In many countries such as the United Kingdom and Ireland, supermarket shoppers will soon be able to check the environmental impact of food before putting it in their trolleys, thanks to new research. Today, food markets only have to list their main ingredients – by percentage, not quantity.
Scientists at the University of Oxford have assessed the environmental impact of 57,000 food items — a first step towards introducing eco-labels on food. They have used public databases to estimate the composition of thousands of food products and their impact.
According to the results published in the Proceedings of the National Academy of Sciences, the team developed an algorithm to calculate an eco-score for the environmental impact of individual food and drink products.

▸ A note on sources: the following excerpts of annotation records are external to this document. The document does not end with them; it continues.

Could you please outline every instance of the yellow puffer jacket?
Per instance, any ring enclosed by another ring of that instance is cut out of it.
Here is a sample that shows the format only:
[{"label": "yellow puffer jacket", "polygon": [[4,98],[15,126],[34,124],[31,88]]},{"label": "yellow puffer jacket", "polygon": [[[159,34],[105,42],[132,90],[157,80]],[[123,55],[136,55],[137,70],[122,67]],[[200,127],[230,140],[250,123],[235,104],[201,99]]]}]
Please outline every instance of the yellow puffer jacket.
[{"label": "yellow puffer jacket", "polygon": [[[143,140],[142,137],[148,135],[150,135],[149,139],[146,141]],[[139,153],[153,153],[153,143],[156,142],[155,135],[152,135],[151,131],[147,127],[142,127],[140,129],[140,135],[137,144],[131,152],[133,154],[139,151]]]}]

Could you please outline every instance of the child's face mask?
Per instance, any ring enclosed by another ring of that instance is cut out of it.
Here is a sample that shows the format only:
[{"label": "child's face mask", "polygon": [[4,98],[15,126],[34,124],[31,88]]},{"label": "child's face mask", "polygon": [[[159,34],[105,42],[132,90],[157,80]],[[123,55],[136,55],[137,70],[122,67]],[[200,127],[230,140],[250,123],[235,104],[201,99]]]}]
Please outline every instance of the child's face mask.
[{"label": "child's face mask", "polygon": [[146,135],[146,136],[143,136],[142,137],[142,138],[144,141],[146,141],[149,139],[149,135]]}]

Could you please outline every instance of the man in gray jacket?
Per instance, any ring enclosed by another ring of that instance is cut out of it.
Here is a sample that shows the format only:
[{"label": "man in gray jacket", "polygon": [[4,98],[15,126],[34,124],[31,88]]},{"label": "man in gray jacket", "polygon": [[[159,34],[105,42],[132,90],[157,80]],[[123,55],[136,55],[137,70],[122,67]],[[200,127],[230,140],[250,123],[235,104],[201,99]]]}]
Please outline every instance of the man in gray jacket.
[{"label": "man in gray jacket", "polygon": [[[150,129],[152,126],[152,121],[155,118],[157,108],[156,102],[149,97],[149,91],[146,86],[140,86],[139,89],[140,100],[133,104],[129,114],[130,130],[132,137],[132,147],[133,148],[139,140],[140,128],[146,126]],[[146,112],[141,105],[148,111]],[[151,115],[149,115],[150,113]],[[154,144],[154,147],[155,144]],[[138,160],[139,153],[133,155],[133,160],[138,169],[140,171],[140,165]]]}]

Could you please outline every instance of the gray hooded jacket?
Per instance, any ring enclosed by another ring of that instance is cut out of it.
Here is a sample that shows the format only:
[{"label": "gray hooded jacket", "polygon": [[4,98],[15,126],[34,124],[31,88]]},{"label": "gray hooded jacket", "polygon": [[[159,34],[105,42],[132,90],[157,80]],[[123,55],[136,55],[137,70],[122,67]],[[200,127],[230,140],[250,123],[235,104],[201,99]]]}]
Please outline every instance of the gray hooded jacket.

Pairing it with a measure of nutrition shows a tendency for more nutritious foods to be more environmentally sustainable, and that like-for-like substitutes can have highly variable environmental and nutritional impacts.
“By estimating the environmental impact of food and drink products in a standardized way we have taken a significant first step towards providing information that could enable informed decision-making.”, Dr Michael Clark, who led the research, said.
The authors also say that the most effective way to communicate a food product’s environmental impacts still needs to be determined, including what portion size to use for different products, which environmental indicators to use, and how uncertainties in a product’s environmental impacts may be communicated, and whether multiple environmental indicators should be aggregated into a single composite environmental impact score.